Prime Minister Tuilaepa explains why sustainable land management critical
Samoans cannot fully adapt to the impact of climate change without a strong focus on land management.
So says Prime Minister Tuilaepa Dr. Sa’ilele Malielegaoi, who has added his voice to the global push for sustainable land management (S.L.M.), as a mitigating tool against the adverse impact of sea level rise and coastal erosion.
“I am convinced that Samoa will not be able to fully adapt to climate change, nor be able to sufficiently protect its biodiversity and important natural resources without a stronger focus on sustainable land management,” Tuilaepa said.
“Sustainable Land Management is everyone’s business and responsibility, to ensure a sustainable future for Samoa.”
The Prime Minister, who is also the Acting Minister of the Ministry of Natural Resources and Environment (M.N.R.E.), was speaking during the commemoration of the National Land Week.
The commemoration started at Lalomanu Aleipata on Monday and ended at Lano Savai’i on Wednesday. The Government chose the locations strategically given the impact of coastal erosion.
Just a few hundred meters from the pristine beaches of Lalomanu is the Tuiolemu landslide, arguably the biggest landslide in Samoa’s history.
It is there as a reminder of what could happen when sustainable land management is not exercised.
But what’s happening in Samoa is not isolated.
“Over the past two decades alone, 20 to 30 percent of the Earth’s vegetated surface has declined in fertility and productivity,” Tuilaepa said.
“Evidence clearly points to unsustainable management of land and water resources as the main culprit.
“Although much has been achieved in the last 25 years, through the recovery and restoration of degraded landscapes using S.L.M. practices, much more remains to be done.
“The recurrent and growing threats of forest fires, heatwaves, mass migrations, flash floods, sea-level rise and food and water insecurity are more evident now than ever.

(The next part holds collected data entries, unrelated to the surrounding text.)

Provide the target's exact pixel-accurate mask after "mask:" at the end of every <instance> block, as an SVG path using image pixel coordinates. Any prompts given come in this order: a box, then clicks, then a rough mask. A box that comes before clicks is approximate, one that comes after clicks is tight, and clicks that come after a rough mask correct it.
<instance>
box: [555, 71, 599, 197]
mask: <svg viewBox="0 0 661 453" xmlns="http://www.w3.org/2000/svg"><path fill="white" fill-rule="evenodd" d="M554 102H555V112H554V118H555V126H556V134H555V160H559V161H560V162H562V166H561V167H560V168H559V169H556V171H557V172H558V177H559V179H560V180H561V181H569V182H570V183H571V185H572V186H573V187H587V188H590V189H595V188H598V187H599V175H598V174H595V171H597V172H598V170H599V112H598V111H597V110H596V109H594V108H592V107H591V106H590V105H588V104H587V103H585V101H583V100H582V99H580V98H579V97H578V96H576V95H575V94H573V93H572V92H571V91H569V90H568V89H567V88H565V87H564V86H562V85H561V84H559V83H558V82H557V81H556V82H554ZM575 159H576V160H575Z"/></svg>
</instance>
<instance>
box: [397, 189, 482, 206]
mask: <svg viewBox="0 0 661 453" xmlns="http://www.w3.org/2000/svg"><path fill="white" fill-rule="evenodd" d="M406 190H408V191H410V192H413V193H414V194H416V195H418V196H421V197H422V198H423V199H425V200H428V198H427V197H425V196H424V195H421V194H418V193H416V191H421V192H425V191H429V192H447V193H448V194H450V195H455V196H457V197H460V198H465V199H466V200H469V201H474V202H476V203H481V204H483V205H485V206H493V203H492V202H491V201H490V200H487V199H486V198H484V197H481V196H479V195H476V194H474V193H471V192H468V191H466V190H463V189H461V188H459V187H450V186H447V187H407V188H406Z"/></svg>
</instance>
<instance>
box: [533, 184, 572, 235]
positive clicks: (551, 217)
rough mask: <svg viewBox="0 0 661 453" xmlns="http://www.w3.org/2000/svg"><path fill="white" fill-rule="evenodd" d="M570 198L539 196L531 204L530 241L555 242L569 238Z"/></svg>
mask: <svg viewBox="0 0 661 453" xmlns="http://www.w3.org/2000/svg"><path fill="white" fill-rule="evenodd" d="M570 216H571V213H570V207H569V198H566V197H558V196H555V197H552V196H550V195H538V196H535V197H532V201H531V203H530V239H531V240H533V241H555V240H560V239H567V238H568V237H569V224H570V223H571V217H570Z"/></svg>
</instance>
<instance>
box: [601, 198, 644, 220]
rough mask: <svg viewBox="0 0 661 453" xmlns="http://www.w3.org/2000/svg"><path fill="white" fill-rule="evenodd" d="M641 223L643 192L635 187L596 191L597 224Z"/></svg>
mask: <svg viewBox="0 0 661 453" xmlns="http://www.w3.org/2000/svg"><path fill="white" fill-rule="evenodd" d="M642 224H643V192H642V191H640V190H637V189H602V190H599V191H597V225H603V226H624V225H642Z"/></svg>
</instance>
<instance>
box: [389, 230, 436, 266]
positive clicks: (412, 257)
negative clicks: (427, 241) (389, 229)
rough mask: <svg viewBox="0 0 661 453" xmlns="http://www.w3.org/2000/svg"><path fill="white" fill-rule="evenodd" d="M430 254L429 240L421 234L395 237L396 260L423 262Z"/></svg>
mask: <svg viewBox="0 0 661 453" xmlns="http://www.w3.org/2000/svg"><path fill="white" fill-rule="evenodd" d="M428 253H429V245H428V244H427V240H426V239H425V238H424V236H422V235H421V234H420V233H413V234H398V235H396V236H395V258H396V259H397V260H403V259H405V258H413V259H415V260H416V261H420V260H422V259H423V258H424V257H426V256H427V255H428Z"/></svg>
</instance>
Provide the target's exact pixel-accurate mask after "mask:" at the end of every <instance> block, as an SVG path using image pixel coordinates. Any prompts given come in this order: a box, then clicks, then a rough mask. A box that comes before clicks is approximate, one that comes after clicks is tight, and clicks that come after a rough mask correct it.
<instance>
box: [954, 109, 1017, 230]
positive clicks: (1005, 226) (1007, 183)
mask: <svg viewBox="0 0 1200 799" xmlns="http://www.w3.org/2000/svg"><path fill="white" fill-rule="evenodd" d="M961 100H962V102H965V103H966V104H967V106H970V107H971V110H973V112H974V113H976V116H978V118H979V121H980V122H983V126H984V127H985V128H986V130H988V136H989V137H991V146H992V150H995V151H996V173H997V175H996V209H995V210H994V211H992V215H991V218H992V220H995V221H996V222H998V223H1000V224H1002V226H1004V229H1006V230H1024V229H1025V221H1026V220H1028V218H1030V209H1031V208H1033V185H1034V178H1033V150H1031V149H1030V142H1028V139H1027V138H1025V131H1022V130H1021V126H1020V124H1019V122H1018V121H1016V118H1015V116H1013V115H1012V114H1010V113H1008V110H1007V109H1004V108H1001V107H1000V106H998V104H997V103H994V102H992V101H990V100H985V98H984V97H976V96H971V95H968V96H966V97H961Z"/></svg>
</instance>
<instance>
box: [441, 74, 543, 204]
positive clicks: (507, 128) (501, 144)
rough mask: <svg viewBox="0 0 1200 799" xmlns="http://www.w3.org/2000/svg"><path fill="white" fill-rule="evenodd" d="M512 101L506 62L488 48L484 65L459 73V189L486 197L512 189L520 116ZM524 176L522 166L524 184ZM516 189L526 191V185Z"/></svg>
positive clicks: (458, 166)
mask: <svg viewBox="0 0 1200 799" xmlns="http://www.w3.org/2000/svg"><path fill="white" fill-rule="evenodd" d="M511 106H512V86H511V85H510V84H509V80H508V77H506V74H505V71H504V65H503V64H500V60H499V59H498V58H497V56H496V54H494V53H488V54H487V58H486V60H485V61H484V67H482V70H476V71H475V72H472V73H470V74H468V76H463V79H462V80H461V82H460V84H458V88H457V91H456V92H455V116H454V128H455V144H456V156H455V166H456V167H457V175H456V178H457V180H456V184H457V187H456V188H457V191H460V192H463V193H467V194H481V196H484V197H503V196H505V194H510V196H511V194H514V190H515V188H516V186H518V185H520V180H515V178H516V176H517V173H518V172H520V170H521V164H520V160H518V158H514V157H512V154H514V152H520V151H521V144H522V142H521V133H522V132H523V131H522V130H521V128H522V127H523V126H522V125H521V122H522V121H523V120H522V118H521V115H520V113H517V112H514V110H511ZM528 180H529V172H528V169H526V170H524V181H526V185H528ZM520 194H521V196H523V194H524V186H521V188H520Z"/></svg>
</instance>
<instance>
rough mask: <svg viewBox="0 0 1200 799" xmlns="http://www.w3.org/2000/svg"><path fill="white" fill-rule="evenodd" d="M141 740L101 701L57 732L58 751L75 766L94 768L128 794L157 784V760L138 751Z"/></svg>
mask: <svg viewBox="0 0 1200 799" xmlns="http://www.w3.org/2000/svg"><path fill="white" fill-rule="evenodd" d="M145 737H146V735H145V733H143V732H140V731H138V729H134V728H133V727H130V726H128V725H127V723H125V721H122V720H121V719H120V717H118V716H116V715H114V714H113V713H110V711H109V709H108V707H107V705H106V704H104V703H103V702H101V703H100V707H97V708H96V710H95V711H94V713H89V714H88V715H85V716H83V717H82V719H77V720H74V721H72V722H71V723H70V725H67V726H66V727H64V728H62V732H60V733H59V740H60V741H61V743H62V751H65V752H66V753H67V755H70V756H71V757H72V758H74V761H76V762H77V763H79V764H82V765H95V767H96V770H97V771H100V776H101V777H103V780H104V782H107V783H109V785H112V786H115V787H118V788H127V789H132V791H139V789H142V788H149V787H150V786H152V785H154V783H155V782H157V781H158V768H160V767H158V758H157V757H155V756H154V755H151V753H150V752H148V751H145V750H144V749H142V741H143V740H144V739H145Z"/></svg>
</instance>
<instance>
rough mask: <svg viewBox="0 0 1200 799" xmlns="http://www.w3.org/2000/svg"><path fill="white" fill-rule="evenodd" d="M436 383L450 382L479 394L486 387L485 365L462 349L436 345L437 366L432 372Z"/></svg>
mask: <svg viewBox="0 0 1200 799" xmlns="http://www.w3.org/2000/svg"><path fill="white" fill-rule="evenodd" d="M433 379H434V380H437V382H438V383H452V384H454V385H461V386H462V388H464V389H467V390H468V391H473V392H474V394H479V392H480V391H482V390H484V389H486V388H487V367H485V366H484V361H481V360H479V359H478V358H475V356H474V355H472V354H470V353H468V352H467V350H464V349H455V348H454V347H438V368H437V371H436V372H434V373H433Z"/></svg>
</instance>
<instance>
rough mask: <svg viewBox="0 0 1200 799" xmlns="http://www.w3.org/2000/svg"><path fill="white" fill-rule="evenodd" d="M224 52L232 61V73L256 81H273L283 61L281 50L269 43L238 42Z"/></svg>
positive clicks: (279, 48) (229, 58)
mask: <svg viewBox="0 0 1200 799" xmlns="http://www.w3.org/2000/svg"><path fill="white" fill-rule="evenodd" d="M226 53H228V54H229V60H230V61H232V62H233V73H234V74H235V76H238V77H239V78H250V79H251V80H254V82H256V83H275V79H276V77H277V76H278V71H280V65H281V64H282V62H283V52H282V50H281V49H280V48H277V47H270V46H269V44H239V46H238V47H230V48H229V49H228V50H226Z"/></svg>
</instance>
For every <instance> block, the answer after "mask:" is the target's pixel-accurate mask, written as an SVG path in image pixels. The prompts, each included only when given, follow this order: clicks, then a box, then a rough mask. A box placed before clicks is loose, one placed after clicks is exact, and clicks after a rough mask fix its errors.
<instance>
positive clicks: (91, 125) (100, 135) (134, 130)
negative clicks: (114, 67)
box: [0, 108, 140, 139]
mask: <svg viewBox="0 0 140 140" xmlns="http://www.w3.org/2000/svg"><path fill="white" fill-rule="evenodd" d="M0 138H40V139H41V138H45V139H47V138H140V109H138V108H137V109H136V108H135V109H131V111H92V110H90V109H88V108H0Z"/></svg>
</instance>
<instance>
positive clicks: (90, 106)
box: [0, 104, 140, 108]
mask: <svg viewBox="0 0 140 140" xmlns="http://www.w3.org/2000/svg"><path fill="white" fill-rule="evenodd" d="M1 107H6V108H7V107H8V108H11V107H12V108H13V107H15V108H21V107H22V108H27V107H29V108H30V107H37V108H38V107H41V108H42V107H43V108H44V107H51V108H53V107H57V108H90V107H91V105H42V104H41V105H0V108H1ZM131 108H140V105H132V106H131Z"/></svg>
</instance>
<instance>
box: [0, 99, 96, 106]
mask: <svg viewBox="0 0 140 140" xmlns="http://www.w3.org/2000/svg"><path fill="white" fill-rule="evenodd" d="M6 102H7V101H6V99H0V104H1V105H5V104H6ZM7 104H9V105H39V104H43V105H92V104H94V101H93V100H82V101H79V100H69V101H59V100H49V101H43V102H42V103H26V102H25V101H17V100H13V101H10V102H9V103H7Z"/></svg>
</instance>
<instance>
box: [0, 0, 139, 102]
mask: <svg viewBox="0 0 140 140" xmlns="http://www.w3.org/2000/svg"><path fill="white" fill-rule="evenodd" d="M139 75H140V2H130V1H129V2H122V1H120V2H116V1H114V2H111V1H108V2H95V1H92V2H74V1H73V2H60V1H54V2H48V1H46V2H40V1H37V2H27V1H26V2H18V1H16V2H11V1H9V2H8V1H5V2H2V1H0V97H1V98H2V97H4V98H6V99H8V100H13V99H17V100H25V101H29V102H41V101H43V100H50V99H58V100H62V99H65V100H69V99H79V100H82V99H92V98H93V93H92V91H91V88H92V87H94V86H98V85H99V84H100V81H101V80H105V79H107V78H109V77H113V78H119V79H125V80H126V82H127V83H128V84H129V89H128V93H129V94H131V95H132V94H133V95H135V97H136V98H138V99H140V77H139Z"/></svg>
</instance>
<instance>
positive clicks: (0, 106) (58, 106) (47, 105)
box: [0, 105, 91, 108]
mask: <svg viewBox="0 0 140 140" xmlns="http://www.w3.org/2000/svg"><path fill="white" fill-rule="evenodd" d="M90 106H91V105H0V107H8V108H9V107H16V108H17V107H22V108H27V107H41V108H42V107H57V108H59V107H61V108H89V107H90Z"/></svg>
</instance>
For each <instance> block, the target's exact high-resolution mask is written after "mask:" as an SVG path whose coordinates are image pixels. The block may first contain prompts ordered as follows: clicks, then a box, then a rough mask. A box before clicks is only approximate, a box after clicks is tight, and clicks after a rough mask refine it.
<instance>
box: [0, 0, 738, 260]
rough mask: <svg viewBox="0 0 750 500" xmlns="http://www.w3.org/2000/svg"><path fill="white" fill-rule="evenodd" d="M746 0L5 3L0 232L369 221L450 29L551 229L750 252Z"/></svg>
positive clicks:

“And so for the next 25 years, the World including Samoa, aspires to achieve Land Degradation Neutrality for a stronger land-based sustainable future, captured in this year’s global theme “Let us grow the Future together.”
The National Land Week 2019 was guided by the theme “Climate Proofing our Coastal Lands with Sustainable Land Management (SLM) tools and practices for the Future.”
“The theme puts emphasis on the importance of protecting coastal communities from coastal processes such as coastal erosion, flooding and landslides through greater awareness of their causes and effects as well as impacts,” Prime Minister Tuilaepa said.
“Moreover, we wanted the focus of this year’s land week to be on the value of land, as defined for us long ago in the Book of Genesis.
“That is, “God formed Adam (man) from the soil of the land, and out of the land, God made to grow every tree pleasant to the sight and good for food, and out of the land God formed every animal of the field and bird of the air.”
“These biblical passages attest to the unity of traditional knowledge and science regarding the significance of land to mankind, and mankind’s special relationship with the soil, water, forests and biodiversity.”
Prime Minister Tuilaepa also revisited recent devastation caused by land degradation.
“The Tsunami in 2009 and the alarming scale of the Tuiolemu landslide in 2018, along the open coast of Aleipata, are two of the most recent devastating events in the history of Samoa,” he said.
“Today as part of the National Land Week, we remember the lives of our loved ones, lost 10 years ago in the 2009 Tsunami.
“Today also, will see key findings from the geo-technical assessment of the coastal landscape from Lotofaga to Tiavea including the scientific discovery of the causes and impact of the 2009 Tsunami as well as the 2018 Tuiolemu landslide, presented for the first time to district communities and tourism operators.”
In Savai’i, the tragedy of the Tafua landslide where lives were lost was also looked at during a seminar where the results of the geo-technical assessment of coastal landscapes of Fa’asaleleaga Districts, from Tafua to Pu’apu’a, was presented.
The Prime Minister said the presentation disclosed key findings in connection to the “causes and effects of Tafua’s fatal man-made landslip in late 2018.”